WASHINGTON (Reuters) - The United States is open to dialogue to resolve trade differences with India by allowing American companies more access to Indian markets, U.S. Secretary of State Mike Pompeo said on Wednesday ahead of a visit to New Delhi later this month.
Pompeo’s remarks at the U.S.-India Business Council refer to a decision by U.S. President Donald Trump to end preferential trade treatment for India from June 5 over the trade barriers.
“We remain open to dialogue, and we hope that our friends in India will drop their trade barriers and trust in the competitiveness” of their own companies, Pompeo said ahead of his June 24-30 travels to India, Sri Lanka, Japan and South Korea.

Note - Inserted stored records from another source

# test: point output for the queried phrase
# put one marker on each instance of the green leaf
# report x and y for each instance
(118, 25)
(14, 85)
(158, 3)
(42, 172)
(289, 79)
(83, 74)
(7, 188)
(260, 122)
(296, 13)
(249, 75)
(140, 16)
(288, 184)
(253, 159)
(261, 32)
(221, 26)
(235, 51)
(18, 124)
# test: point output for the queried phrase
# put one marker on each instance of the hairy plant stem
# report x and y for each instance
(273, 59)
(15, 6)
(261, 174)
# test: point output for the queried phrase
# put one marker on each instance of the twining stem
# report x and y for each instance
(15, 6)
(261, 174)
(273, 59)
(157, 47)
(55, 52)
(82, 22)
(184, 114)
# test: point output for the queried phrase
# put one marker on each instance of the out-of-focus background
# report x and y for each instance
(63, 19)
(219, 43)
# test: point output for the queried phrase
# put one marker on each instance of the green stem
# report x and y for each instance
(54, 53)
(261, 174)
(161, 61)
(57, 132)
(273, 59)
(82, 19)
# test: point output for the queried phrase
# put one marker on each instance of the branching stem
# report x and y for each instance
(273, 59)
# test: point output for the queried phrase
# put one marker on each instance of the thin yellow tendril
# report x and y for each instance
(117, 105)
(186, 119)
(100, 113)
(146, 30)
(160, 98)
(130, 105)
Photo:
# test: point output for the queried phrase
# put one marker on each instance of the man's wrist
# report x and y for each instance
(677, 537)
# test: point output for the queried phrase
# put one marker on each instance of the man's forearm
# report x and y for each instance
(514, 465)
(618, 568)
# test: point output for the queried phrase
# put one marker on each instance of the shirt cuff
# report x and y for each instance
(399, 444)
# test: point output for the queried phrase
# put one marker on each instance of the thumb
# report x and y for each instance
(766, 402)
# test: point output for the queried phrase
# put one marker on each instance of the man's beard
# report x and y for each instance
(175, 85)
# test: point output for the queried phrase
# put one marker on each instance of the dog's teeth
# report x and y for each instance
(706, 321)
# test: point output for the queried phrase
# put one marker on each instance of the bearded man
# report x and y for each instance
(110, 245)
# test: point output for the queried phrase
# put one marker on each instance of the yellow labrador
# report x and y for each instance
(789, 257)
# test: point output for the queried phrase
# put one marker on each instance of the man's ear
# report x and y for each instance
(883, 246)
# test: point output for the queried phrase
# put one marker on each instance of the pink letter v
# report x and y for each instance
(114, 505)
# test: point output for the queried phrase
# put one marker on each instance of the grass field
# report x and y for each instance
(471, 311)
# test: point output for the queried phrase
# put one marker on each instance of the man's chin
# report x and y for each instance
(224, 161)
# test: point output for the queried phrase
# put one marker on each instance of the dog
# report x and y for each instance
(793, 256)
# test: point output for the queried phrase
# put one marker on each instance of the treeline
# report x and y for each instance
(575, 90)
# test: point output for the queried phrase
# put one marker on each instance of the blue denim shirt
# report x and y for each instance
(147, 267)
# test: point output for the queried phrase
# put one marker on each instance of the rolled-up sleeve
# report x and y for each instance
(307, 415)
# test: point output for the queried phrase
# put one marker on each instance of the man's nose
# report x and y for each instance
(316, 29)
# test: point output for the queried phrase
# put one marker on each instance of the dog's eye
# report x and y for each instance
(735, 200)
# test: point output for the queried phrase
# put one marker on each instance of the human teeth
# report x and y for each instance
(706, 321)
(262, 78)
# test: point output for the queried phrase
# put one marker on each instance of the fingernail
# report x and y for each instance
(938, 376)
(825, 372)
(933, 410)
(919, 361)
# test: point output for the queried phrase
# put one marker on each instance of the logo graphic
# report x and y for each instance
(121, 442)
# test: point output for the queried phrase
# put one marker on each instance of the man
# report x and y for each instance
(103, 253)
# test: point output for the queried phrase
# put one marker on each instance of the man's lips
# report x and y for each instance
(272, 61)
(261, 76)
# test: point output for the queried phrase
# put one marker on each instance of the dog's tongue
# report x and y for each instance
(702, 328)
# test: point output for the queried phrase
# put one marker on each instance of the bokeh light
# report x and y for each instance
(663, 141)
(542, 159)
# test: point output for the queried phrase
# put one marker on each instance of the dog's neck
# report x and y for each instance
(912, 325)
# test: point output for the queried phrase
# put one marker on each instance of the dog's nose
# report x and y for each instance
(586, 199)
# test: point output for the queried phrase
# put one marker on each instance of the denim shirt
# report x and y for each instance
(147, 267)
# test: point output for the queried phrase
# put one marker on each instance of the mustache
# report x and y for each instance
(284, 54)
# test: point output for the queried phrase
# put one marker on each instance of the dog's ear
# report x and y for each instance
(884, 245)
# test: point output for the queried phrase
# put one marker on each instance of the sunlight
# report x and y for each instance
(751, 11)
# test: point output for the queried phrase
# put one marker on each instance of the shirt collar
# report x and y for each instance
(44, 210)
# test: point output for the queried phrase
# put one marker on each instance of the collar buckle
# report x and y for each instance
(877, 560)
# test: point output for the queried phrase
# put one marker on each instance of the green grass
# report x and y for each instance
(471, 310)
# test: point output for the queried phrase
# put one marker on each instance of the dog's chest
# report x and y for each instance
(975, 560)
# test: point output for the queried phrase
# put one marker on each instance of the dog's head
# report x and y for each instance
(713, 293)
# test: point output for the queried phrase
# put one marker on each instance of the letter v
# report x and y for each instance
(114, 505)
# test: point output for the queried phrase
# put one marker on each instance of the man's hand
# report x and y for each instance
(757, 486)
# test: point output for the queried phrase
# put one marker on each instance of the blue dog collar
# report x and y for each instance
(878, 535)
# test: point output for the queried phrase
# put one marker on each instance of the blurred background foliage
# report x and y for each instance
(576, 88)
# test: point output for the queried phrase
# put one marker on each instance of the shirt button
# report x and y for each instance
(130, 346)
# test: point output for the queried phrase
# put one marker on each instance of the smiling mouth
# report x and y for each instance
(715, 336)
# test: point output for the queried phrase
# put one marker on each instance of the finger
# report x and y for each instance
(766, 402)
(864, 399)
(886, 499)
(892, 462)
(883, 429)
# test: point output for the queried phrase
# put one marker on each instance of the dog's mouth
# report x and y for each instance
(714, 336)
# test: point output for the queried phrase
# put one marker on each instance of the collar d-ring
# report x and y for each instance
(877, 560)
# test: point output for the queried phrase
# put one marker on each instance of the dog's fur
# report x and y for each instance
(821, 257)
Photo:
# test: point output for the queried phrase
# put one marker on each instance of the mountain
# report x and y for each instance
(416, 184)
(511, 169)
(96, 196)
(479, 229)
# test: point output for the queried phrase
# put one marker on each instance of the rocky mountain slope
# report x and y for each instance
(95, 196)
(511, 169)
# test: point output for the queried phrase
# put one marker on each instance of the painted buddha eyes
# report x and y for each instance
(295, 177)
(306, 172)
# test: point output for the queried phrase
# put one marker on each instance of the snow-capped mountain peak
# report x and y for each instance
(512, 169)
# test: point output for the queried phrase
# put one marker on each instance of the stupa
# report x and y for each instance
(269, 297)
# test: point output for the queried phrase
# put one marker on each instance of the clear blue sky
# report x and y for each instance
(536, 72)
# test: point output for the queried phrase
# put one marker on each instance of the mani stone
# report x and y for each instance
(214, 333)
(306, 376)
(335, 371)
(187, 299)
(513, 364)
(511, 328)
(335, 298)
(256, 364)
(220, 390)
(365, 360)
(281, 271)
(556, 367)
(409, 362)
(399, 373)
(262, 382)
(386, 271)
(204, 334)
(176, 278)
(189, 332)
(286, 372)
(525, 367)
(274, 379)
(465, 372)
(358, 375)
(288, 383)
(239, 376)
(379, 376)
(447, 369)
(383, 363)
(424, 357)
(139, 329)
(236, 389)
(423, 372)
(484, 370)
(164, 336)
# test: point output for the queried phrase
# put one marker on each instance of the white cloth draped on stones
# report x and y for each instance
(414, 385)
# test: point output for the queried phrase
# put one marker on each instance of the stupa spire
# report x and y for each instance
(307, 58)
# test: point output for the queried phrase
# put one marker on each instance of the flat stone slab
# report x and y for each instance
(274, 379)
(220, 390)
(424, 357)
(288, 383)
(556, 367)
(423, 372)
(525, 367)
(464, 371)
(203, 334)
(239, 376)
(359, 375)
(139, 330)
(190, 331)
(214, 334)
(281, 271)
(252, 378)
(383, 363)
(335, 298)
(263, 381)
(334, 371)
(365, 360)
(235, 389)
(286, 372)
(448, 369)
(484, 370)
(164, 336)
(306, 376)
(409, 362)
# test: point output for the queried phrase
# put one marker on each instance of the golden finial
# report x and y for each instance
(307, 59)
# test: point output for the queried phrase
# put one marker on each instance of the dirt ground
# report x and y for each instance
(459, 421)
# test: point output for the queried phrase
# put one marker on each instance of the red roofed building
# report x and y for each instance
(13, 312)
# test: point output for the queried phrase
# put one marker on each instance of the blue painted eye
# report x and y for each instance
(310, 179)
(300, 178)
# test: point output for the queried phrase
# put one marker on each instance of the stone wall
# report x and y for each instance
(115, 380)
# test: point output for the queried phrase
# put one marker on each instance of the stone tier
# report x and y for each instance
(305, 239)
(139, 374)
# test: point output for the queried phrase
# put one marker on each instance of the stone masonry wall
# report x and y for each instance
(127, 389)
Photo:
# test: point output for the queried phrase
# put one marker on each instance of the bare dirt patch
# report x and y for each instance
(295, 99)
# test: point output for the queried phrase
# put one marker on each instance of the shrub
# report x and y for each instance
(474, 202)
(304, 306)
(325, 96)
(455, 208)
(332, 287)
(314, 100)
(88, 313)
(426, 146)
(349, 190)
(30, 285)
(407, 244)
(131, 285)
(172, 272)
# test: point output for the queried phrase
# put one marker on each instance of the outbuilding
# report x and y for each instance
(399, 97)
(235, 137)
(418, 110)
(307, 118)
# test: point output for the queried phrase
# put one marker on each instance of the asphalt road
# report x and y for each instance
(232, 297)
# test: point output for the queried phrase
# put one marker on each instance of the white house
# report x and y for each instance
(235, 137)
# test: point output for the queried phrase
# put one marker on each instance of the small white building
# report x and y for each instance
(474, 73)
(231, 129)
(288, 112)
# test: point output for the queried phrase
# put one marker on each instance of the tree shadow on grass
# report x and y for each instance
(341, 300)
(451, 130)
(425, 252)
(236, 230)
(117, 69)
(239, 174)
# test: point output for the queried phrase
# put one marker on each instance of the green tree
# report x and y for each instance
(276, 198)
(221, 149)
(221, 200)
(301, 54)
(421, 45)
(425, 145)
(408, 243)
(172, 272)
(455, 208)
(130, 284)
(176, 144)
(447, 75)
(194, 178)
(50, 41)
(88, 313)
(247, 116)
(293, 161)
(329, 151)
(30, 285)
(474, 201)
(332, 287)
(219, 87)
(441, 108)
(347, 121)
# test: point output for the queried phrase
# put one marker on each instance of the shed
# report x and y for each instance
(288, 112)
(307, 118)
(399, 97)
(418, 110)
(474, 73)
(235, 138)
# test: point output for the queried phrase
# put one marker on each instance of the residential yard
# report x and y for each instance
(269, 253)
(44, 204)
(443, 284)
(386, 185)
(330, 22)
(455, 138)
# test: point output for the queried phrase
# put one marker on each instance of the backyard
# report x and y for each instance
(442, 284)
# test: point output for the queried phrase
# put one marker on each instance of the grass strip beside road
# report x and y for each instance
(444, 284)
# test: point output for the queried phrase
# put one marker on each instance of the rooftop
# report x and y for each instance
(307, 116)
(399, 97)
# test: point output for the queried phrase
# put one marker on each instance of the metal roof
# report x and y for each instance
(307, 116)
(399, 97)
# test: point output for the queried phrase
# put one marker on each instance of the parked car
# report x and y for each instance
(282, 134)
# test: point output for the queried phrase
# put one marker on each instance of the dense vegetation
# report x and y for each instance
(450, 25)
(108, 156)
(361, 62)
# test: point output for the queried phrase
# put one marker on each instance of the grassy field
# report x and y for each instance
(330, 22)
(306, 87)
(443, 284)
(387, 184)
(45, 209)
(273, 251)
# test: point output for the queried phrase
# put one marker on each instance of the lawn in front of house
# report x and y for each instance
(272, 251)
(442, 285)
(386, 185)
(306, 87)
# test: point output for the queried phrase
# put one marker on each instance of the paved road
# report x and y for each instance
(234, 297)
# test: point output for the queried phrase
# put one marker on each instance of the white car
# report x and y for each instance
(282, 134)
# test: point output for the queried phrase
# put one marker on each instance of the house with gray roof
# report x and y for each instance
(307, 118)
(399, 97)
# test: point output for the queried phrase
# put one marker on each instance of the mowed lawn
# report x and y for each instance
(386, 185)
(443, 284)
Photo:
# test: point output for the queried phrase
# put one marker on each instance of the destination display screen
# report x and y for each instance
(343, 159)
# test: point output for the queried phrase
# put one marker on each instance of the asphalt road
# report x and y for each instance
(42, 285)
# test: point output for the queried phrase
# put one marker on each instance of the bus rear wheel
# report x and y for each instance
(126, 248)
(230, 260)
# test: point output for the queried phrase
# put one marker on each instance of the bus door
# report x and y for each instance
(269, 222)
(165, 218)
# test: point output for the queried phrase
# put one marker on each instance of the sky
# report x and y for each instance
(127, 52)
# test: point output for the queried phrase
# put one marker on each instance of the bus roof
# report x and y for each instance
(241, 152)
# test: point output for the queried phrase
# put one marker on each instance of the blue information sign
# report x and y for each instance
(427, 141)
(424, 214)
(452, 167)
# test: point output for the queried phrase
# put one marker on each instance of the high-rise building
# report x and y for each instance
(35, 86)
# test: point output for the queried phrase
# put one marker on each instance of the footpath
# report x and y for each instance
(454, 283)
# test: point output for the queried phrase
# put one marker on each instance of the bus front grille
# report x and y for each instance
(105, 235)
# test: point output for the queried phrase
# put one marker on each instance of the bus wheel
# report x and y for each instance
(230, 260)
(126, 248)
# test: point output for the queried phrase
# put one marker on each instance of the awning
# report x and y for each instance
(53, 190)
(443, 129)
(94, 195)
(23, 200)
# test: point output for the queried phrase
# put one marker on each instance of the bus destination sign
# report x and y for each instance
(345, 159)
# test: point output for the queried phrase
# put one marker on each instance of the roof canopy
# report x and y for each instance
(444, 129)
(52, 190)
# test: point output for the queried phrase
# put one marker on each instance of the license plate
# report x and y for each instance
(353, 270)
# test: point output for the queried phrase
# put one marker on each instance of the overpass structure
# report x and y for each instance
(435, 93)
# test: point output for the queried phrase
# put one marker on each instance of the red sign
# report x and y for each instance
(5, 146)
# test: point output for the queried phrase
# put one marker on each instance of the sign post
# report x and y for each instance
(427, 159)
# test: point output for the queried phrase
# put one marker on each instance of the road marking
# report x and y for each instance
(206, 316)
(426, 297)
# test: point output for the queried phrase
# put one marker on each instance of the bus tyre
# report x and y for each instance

“We’ll also push for the free flow of data across borders – not just to help American companies – but to protect data and ensure consumer privacy.
He added: “And speaking of privacy, we are eager to help India establish secure communications networks – including 5G networks.”
The privileges come under the General System of Preferences, or GSP, which had been allowing preferential duty-free imports of up to $5.6 billion a year into the United States from the South Asian nations. India is the biggest beneficiary of the GSP program.
Washington has been particularly annoyed by India’s tightening of regulations that have undermined major U.S. companies but favored domestic entities in the past year. In particular, tighter e-commerce rules that came in earlier this year hurt Amazon.com Inc and Walmart Inc, which last year bought Indian online retailer Flipkart for $16 billion.